Hi I'm trying to work out the inverse Laplace transform of 4/[(s-2)^2 + 16]

Could anyone help please? I have tried factorising the denominator part which can also be written as s^2 - 4s + 20 but aren't there only surd factors to satisfy this? I think I'm better leaving it in its original completed square form but I'm if I do I'm not sure how to go about doing the partial fractions stage to find a standard inverse transform...

Re: What is the inverse Laplace transormation of this please?

you have to split the denominator in (s-2-4i)(s-2+4i)

$\displaystyle -1/8 i e^{(2-4 i) t} (-1+e^{8 i t})$

Re: What is the inverse Laplace transormation of this please?

Quote:

Originally Posted by

**chunkylumber111** Hi I'm trying to work out the inverse Laplace transform of 4/[(s-2)^2 + 16]

Could anyone help please? I have tried factorising the denominator part which can also be written as s^2 - 4s + 20 but aren't there only surd factors to satisfy this? I think I'm better leaving it in its original completed square form but I'm if I do I'm not sure how to go about doing the partial fractions stage to find a standard inverse transform...
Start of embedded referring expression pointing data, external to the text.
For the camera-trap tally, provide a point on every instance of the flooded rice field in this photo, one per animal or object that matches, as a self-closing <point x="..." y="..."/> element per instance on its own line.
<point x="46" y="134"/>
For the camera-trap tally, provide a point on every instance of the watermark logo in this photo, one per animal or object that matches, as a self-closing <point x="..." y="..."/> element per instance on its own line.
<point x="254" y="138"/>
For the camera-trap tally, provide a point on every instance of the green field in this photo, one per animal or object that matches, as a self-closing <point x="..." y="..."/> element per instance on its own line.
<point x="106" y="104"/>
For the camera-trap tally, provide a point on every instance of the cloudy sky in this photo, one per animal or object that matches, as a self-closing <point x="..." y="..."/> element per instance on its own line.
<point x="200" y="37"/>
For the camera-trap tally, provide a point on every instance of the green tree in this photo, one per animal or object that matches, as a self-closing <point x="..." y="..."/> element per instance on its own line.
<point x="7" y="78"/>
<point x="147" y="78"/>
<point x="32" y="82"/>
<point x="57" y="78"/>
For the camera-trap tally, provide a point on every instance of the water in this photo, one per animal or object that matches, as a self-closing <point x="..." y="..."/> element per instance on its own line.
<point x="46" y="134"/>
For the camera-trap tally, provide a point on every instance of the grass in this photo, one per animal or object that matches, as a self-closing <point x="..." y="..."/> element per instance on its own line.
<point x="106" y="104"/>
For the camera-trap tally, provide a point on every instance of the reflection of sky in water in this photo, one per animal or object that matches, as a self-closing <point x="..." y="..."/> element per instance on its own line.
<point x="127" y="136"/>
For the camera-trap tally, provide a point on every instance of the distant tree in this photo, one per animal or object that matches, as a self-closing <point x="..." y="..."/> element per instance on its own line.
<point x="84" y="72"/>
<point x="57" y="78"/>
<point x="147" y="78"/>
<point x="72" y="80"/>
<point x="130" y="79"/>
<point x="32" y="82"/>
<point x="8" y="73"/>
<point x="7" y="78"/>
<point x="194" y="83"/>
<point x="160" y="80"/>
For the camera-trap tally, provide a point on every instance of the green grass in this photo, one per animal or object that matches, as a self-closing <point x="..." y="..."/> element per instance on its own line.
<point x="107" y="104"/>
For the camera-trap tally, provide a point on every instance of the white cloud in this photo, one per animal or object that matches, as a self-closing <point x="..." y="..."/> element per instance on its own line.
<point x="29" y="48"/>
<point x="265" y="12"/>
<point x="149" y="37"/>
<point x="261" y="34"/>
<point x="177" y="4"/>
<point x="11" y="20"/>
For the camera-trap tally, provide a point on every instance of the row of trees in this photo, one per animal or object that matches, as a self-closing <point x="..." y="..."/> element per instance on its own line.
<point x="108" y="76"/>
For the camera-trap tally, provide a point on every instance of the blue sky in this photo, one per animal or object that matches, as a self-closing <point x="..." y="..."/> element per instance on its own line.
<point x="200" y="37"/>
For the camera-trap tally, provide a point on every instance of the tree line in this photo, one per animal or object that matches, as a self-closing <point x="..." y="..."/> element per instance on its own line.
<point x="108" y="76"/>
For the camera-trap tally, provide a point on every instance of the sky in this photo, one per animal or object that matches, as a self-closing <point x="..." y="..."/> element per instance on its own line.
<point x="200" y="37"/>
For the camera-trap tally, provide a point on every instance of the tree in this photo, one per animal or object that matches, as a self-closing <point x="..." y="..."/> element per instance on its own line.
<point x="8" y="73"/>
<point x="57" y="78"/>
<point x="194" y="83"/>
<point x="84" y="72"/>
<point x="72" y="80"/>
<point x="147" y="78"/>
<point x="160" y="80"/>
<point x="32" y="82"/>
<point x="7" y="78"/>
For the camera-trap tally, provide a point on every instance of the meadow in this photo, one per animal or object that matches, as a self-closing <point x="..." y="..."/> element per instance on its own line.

$\displaystyle \displaystyle \begin{align*} \mathbf{L}^{-1}\left\{\frac{4}{(s-2)^2 + 16}\right\} &= e^{2t}\,\mathbf{L}^{-1}\left\{ \frac{4}{s^2 + 4^2} \right\} \\ &= e^{2t}\sin{\left(4t\right)} \end{align*} $

Re: What is the inverse Laplace transormation of this please?

Thanks Prove It, that's a great help. Is there an intermediate step you did to get e^2t L^-1 (4/s^2 + 4^2)?

Re: What is the inverse Laplace transormation of this please?

Quote:

Originally Posted by

**chunkylumber111** Thanks Prove It, that's a great help. Is there an intermediate step you did to get e^2t L^-1 (4/s^2 + 4^2)?

It's the horizontal shifting theorem.

$\displaystyle \displaystyle \begin{align*} \mathbf{L}\left\{ e^{a\,t}f(t) \right\} = F(s - a) \end{align*} $.